While in the process of fixing a bug with my system, I stumbled in an apparent limitation, albeit I'm not sure this limitation is real.
I cannot quite figure out whatever this problem is real or not so I figured out I'd probably ask you all.
Situation is as follows: my mesh format exports both a graphical mesh and a physics mesh. That is, each mesh resource exports a graphics and a physics mesh.
Each time the mesh is instantiated, if the instance is marked solid, a corresponding rigid body is spawned at graphical mesh location using the mesh exported physics model.
The transform used for the physics mesh is the same as the graphical mesh.
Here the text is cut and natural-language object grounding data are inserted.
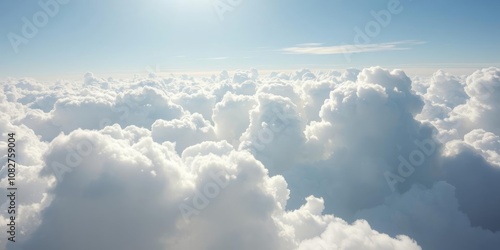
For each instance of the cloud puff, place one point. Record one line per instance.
(309, 160)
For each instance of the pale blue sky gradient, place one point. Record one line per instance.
(188, 35)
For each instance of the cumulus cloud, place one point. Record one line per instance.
(353, 159)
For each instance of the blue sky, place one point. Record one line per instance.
(189, 35)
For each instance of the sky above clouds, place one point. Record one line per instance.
(238, 124)
(173, 35)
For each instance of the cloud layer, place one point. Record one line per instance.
(354, 159)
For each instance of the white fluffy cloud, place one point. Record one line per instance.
(354, 159)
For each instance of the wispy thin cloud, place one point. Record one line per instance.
(317, 49)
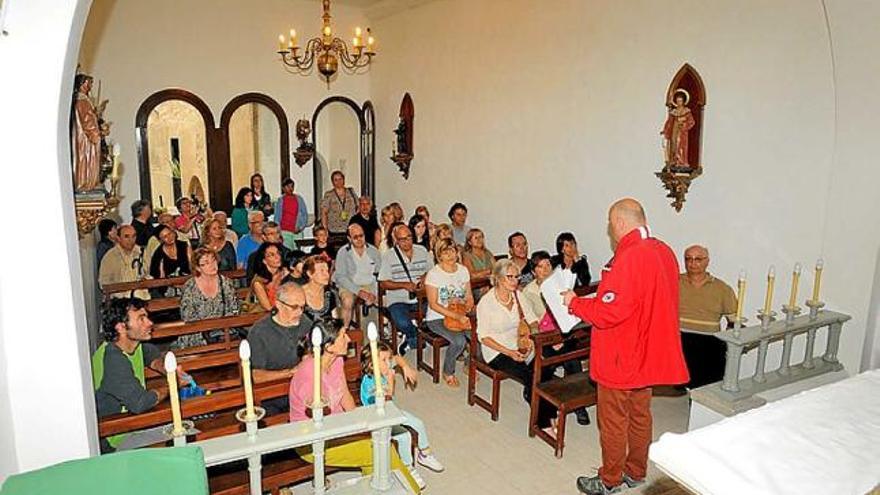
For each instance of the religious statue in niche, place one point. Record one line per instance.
(675, 132)
(682, 134)
(306, 149)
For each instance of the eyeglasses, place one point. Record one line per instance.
(295, 307)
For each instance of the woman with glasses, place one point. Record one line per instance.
(206, 295)
(268, 274)
(505, 343)
(448, 283)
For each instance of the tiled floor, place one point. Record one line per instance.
(482, 456)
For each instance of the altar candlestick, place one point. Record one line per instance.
(373, 335)
(171, 375)
(317, 340)
(244, 352)
(817, 281)
(768, 297)
(740, 294)
(795, 278)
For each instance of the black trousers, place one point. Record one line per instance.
(705, 355)
(522, 372)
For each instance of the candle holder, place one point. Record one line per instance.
(180, 436)
(250, 424)
(317, 413)
(815, 306)
(766, 318)
(790, 313)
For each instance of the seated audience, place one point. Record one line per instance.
(703, 300)
(166, 219)
(531, 297)
(419, 228)
(387, 363)
(231, 236)
(567, 256)
(244, 206)
(206, 295)
(337, 207)
(291, 212)
(107, 236)
(334, 390)
(119, 362)
(382, 236)
(448, 282)
(518, 250)
(171, 259)
(262, 200)
(402, 273)
(321, 299)
(249, 243)
(270, 233)
(269, 271)
(190, 220)
(357, 264)
(476, 257)
(458, 216)
(322, 245)
(366, 218)
(505, 343)
(214, 238)
(123, 263)
(141, 213)
(275, 339)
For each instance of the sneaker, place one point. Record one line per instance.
(594, 486)
(417, 477)
(632, 482)
(430, 462)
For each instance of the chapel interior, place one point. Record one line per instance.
(537, 115)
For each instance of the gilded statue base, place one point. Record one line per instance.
(91, 208)
(403, 161)
(677, 181)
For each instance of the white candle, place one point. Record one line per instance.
(795, 278)
(244, 352)
(373, 335)
(740, 294)
(317, 340)
(817, 280)
(768, 297)
(171, 375)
However, I am having a problem with this. It appears that under certain circumstances there might be the need to append a transform from graphical meshes to physics.
So far, this has been ignored. After all meshes are supposed to be authored "centered around the origin" and the physics mesh is assumed to match the graphics mesh.
I'm tempted to not provide this extra transform at all. I cannot quite figure out a case in which this would be needed. On the other side, I cannot really find a strong reason to not do that... besides noticing supporting this features needs some care.
Do I need to provide a graphics-to-physics transform?
It appears to me that meshes requiring this feature would be not properly authored (at least according to my current standards). But I'm not sure. Opinions welcome.